Todos os melhores poemas de Fernando Pessoa e Heterónimos. Amor, amizade, paixão e vida em todos os poemas.

Poemas de Fernando Pessoa

Todos os melhores poemas de Fernando Pessoa e Heterónimos. Amor, amizade, paixão e vida em todos os poemas.

O Guardador de Rebanhos - XVIII

Quem me dera que eu fosse o pó da estrada

E que os pés dos pobres me estivessem pisando...

 

Quem me dera que eu fosse os rios que correm

E que as lavadeiras estivessem à minha beira...

 

Quem me dera que eu fosse os choupos à margem do rio

E tivesse só o céu por cima e a água por baixo...

 

Quem me dera que eu fosse o burro do moleiro

E que ele me batesse e me estimasse...

 

Antes isso que ser o que atravessa a vida

Olhando para trás de si e tendo pena...

O Guardador de Rebanhos - XVI

Quem me dera que a minha vida fosse um carro de bois

Que vem a chiar, manhaninha cedo, pela estrada,

E que para de onde veio volta depois

Quase à noitinha pela mesma estrada.

 

Eu não tinha que ter esperanças — tinha só que ter rodas...

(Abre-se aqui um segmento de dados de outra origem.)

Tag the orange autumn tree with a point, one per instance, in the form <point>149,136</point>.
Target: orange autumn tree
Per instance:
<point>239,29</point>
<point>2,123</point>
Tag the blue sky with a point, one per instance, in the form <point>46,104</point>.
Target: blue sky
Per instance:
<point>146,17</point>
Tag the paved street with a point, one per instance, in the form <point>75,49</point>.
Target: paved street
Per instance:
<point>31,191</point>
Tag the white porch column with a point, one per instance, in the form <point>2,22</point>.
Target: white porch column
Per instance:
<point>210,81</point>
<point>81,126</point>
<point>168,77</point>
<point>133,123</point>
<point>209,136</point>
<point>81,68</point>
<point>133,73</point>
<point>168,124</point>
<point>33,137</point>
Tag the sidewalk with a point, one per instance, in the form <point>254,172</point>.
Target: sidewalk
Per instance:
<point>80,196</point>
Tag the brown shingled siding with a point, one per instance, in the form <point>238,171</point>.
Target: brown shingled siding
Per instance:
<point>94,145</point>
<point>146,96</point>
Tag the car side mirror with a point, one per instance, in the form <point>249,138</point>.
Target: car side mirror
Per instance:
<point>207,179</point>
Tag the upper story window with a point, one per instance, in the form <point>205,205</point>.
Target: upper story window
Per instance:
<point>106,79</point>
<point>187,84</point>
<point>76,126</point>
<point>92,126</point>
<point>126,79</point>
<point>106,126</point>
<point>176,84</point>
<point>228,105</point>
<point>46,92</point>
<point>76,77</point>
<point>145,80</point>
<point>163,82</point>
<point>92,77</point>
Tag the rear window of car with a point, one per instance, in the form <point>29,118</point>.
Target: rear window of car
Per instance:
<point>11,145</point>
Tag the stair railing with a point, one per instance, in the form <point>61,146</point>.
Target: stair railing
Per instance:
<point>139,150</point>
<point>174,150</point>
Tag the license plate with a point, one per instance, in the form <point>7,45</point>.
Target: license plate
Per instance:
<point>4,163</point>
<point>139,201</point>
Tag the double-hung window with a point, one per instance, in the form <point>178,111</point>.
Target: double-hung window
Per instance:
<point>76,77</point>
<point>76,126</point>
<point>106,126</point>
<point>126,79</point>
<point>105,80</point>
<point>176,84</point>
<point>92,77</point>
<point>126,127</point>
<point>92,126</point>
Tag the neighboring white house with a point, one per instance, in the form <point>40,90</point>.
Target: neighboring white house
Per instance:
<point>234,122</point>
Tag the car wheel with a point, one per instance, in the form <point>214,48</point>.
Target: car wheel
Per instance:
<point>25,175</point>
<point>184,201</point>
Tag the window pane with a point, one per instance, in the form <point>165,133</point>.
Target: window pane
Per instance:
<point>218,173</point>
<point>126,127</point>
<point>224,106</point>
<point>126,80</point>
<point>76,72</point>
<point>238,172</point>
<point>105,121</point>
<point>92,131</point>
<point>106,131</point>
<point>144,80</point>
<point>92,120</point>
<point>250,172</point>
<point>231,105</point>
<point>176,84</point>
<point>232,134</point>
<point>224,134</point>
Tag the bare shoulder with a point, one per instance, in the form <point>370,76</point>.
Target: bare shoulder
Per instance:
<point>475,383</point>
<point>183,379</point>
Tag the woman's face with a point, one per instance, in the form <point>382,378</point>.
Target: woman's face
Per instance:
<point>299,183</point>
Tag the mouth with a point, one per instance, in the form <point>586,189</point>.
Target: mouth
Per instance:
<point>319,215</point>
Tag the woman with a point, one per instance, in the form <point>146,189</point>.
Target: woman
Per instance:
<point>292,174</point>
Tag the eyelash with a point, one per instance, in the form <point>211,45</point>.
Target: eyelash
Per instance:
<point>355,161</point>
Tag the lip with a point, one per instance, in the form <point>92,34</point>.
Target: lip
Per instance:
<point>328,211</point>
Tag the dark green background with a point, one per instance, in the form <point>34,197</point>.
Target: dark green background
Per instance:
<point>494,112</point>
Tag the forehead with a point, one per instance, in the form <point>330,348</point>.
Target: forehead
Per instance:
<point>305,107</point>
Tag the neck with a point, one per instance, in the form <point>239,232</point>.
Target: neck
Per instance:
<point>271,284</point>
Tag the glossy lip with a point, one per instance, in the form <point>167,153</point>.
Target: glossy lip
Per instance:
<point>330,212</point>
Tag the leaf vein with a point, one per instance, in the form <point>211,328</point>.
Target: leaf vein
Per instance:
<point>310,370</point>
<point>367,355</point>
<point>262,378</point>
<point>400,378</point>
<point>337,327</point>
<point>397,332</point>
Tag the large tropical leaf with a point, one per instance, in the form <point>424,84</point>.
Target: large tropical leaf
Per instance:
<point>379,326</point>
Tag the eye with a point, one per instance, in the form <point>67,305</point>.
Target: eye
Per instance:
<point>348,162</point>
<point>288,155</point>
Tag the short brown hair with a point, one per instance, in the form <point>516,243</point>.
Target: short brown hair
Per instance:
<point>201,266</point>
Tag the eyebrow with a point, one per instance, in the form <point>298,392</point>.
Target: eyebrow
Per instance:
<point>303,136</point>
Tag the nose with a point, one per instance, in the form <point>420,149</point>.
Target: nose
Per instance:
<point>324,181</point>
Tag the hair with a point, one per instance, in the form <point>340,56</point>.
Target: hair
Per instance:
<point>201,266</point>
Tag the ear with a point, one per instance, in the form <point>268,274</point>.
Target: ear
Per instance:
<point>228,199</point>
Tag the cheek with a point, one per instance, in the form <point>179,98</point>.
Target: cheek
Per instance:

A minha velhice não tinha rugas nem cabelo branco...

Quando eu já não servia, tiravam-me as rodas

E eu ficava virado e partido no fundo de um barranco.

 

Ou então faziam de mim qualquer coisa diferente

E eu não sabia nada do que de mim faziam...

Mas eu não sou um carro, sou diferente

Mas em que sou realmente diferente nunca me diriam.

O Guardador de Rebanhos - XV

As quatro canções que seguem

Separam-se de tudo o que eu penso,

Mentem a tudo o que eu sinto,

São do contrário do que eu sou...

 

Escrevi-as estando doente

E por isso elas são naturais

E concordam com aquilo que sinto,

Concordam com aquilo com que não concordam...

Estando doente devo pensar o contrário

Do que penso quando estou são.

(Senão não estaria doente),

Devo sentir o contrário do que sinto

Quando sou eu na saúde,

Devo mentir à minha natureza

De criatura que sente de certa maneira…

Devo ser todo doente — ideias e tudo.

Quando estou doente, não estou doente para outra coisa.

 

Por isso essas canções que me renegam

Não são capazes de me renegar

E são a paisagem da minha alma de noite,

A mesma ao contrário...

O Guardador de Rebanhos - XIV

Não me importo com as rimas. Raras vezes

Há duas árvores iguais, uma ao lado da outra.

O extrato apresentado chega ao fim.